Und welche vierte Dimension bleibt übrig?
Ja, die Führungsdimension für einen Fokus auf die Angemessenheit der Führung. Trotz Trends wie «Unbossing» und «Servant Leadership», braucht es Führung weiterhin, da dadurch die Koordination, der Zusammenhalt und die Weiterentwicklung im Team sichergestellt wird. Vielleicht sind die Führungsaufgaben aber nicht alle auf eine Person konzentriert, sondern als «Shared Leadership» im Team verteilt. Entsprechend wichtig ist es, die Angemessenheit der Führung in Bezug auf die Zusammenarbeit im Team zu überprüfen.

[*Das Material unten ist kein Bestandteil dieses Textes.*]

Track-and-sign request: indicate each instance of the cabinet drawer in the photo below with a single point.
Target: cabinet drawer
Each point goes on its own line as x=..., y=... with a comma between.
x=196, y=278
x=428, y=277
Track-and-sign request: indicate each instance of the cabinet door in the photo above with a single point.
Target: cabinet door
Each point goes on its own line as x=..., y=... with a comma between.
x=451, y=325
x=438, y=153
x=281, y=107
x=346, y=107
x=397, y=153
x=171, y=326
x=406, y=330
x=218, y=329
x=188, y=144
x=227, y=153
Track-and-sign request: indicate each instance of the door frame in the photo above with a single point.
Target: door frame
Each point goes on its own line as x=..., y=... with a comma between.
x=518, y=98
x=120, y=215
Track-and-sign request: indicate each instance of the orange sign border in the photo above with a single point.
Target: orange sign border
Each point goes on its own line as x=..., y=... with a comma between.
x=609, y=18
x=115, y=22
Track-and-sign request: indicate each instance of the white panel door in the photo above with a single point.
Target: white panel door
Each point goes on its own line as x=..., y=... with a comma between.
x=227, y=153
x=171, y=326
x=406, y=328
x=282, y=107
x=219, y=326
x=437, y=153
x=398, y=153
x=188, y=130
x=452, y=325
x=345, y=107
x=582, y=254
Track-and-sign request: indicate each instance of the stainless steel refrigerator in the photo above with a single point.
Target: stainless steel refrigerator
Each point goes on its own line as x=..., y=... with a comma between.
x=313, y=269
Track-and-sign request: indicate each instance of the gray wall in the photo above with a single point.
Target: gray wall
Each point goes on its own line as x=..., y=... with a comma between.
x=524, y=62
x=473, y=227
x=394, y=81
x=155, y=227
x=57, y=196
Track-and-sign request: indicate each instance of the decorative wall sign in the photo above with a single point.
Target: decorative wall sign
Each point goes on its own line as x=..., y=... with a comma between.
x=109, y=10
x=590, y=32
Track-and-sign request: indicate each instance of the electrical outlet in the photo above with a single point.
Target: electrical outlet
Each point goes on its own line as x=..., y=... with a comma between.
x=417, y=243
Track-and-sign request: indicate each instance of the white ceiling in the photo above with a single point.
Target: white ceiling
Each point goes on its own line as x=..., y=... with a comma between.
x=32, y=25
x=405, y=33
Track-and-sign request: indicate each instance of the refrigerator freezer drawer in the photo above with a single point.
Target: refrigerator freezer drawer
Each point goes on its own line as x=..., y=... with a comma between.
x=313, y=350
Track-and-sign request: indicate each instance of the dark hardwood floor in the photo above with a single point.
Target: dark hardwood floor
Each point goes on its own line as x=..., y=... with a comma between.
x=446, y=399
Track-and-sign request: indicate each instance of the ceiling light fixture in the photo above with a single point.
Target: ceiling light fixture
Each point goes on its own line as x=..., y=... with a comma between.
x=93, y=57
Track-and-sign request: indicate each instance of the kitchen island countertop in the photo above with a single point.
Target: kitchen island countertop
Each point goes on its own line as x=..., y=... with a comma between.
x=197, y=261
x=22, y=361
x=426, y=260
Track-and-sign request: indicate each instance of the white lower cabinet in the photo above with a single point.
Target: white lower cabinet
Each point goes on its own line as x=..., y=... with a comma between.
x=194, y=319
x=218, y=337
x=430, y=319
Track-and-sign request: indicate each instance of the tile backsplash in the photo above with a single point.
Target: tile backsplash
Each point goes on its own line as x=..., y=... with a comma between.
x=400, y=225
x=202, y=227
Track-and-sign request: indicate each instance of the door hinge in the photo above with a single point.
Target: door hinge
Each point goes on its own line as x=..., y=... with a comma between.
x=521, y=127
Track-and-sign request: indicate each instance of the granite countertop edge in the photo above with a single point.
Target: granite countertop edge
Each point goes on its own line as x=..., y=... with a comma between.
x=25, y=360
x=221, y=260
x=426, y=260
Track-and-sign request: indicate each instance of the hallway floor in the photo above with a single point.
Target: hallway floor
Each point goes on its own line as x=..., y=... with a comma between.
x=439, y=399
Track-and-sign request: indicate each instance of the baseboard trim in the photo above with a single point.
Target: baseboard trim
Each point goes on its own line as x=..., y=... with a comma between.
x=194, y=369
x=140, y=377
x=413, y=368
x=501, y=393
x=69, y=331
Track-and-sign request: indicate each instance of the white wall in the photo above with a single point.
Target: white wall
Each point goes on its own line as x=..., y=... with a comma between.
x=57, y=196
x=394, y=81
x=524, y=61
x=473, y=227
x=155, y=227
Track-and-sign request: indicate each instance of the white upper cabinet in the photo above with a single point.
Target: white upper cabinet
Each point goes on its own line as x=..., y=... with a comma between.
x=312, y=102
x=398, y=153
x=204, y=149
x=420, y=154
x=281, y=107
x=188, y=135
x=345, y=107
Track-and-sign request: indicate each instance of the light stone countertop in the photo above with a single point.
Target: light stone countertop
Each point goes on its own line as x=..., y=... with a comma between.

Das klingt einleuchtend, aber auch etwas kompliziert – und ist am Ende Theorie. Haben Sie konkrete Beispiele, um das Zusammenspiel dieser vier Dimensionen zu verdeutlichen?

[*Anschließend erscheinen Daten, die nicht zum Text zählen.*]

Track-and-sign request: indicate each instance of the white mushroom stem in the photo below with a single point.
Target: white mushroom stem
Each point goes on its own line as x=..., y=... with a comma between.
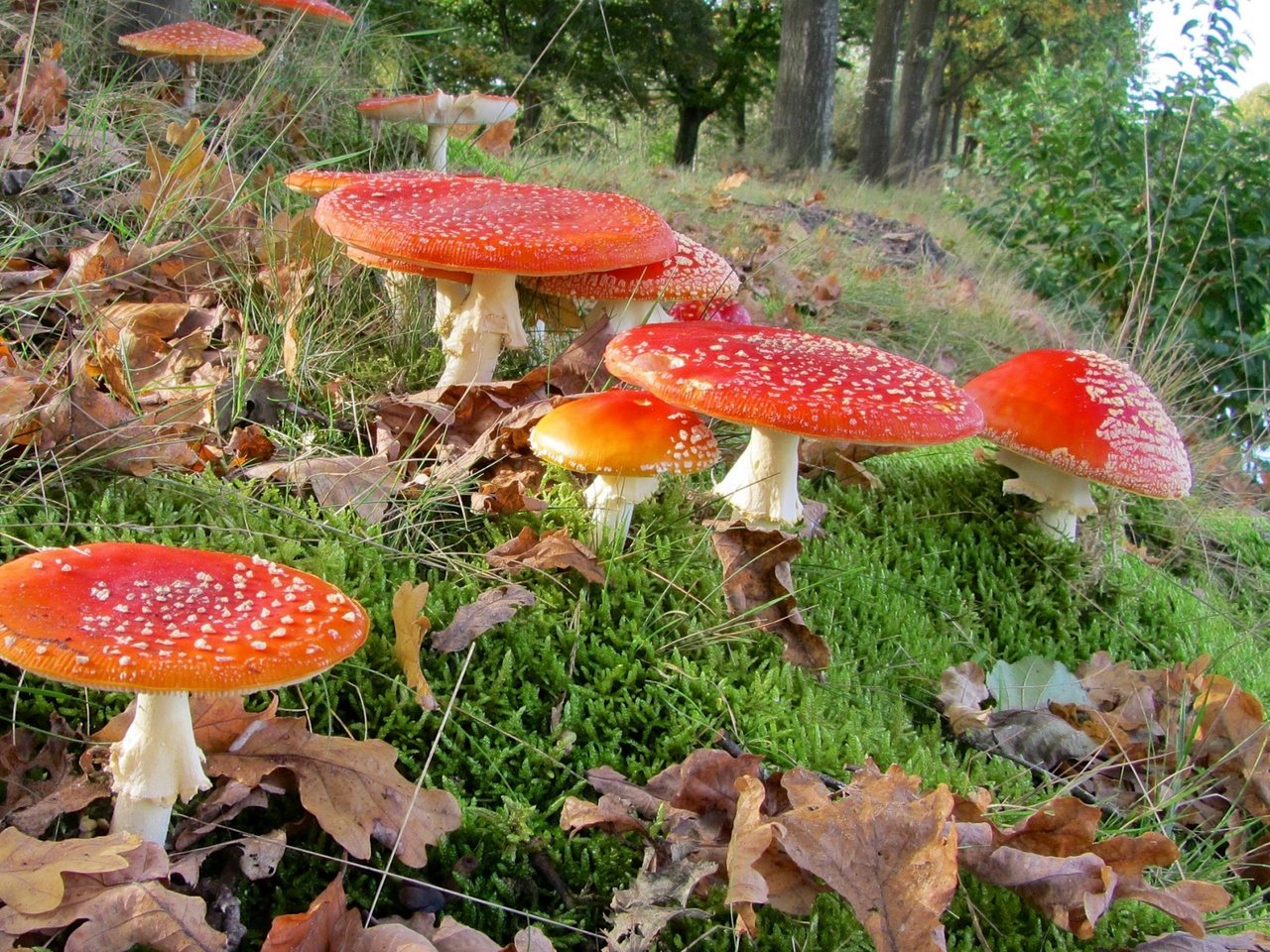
x=1064, y=498
x=157, y=761
x=488, y=320
x=762, y=484
x=626, y=312
x=439, y=140
x=189, y=84
x=611, y=500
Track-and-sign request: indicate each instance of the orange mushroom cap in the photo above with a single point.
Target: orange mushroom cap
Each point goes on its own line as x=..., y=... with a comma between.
x=1084, y=414
x=691, y=273
x=128, y=616
x=624, y=433
x=794, y=381
x=476, y=223
x=193, y=40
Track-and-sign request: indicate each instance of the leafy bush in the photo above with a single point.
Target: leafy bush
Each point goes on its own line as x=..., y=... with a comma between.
x=1153, y=206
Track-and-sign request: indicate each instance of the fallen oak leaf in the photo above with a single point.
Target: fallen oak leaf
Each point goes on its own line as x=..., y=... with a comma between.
x=471, y=621
x=350, y=787
x=554, y=549
x=31, y=870
x=411, y=625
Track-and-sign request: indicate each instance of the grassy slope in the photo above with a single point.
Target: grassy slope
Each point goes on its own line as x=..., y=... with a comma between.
x=933, y=569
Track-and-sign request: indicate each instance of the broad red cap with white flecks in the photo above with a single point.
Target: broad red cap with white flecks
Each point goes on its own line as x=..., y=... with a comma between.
x=794, y=381
x=624, y=433
x=193, y=40
x=1086, y=414
x=128, y=616
x=474, y=223
x=309, y=9
x=693, y=273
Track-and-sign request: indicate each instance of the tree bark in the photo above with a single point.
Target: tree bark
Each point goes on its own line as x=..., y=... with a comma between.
x=803, y=112
x=906, y=150
x=690, y=128
x=879, y=86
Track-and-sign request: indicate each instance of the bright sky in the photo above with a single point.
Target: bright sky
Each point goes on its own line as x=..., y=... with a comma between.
x=1254, y=28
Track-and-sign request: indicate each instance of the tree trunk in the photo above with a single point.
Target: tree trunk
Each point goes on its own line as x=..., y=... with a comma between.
x=879, y=85
x=905, y=158
x=691, y=117
x=803, y=112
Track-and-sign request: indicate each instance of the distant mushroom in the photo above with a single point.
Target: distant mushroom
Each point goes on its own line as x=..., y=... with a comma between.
x=163, y=622
x=1069, y=417
x=495, y=230
x=440, y=112
x=730, y=311
x=633, y=296
x=786, y=384
x=190, y=44
x=625, y=438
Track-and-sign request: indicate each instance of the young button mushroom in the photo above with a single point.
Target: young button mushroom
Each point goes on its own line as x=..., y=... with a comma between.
x=190, y=44
x=495, y=230
x=788, y=384
x=626, y=438
x=1066, y=417
x=163, y=622
x=633, y=296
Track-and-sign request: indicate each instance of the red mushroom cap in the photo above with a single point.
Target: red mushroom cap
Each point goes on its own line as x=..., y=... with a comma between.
x=694, y=272
x=193, y=40
x=624, y=433
x=1086, y=414
x=127, y=616
x=488, y=225
x=309, y=9
x=794, y=381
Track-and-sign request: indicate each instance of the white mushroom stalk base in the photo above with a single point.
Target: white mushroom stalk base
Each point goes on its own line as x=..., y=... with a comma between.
x=1064, y=498
x=155, y=762
x=762, y=484
x=626, y=312
x=611, y=500
x=488, y=320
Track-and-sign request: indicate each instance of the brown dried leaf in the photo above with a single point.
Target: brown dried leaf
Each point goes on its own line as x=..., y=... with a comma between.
x=657, y=896
x=411, y=625
x=554, y=549
x=349, y=785
x=888, y=851
x=471, y=621
x=758, y=584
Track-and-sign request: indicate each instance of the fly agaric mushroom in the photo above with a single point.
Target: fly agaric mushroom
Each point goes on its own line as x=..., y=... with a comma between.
x=163, y=622
x=788, y=384
x=440, y=112
x=1069, y=417
x=729, y=311
x=190, y=44
x=626, y=438
x=633, y=296
x=497, y=230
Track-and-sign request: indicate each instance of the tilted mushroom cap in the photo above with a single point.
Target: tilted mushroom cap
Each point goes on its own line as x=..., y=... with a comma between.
x=489, y=225
x=1084, y=414
x=126, y=616
x=441, y=108
x=309, y=9
x=624, y=433
x=691, y=273
x=193, y=40
x=795, y=382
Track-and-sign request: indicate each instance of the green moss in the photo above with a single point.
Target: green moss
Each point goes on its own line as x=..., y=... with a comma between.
x=930, y=570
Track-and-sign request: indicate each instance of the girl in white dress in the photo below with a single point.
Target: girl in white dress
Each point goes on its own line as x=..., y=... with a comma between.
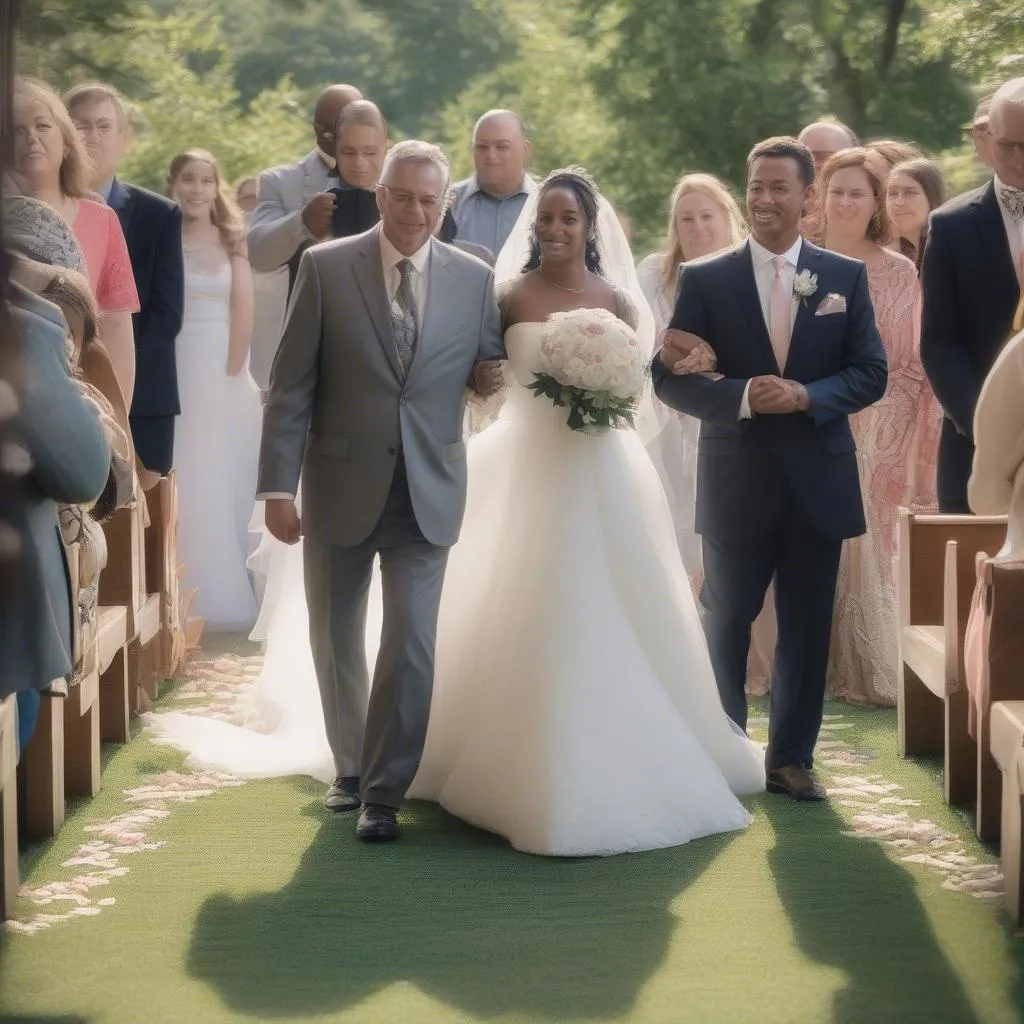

Ich erinnere mich an folgende Situationen, die ich im Rahmen von Teamentwicklungen begleitete. Ein sehr vertrautes Miteinander im Team, viele kennen sich sogar privat und um die Freundschaften nicht zu gefährden, schaut man innerlich frustriert über mangelhafte Leistung und fehlende Veränderungsbereitschaft hinweg. Ein Hochleistungsteam mit viel Innovationskraft, das sich aufgrund schwellender Konflikte nicht mehr abstimmt, sodass Doppelspurigkeiten und Konkurrenzdenken entstehen. Oder eine Führungskraft, die nach mehreren Leitungswechsel vom Team nicht akzeptiert wird, da sich dieses zwischenzeitlich selbst organisiert hat. Indem zeitgleich die Sach-, die Beziehungs-, die Lern- und die Führungsdimension betrachtet werden, entsteht ein gesamtheitliches Teambild und können solche Wechselwirkungen nicht nur erkannt, sondern vor allem diskutiert und aufgelöst werden.
Ist der Team-Kompass somit vor allem etwas für Organisationsentwickelnde mit entsprechendem Vorwissen zu Teams – oder auf wen zielt dieser Fragebogen ab?

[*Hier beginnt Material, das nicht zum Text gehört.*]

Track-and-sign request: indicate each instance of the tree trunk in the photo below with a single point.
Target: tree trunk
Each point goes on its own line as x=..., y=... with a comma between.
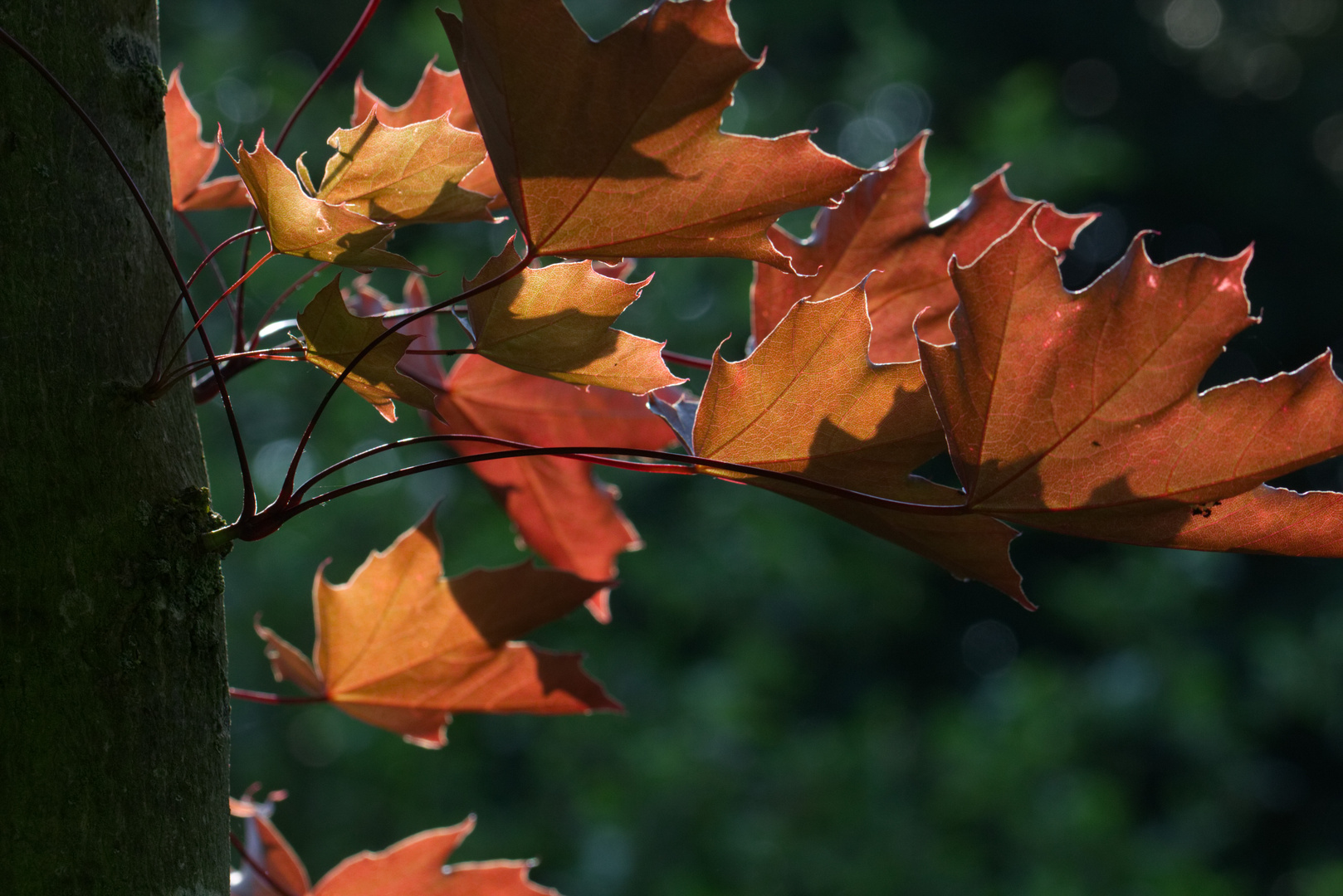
x=113, y=694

Der Team-Kompass und seine Fragen können von Führungskräften oder dem Team selbst ebenso gut verwendet werden wie durch HR-Business-Partner und Organisationsentwicklende. Der resultierende Bericht ist selbsterklärend und zeigt auf, wo Stärken zu bewahren und wo Handlungsfelder anzugehen sind, damit das Team sein volles Potenzial realisieren kann.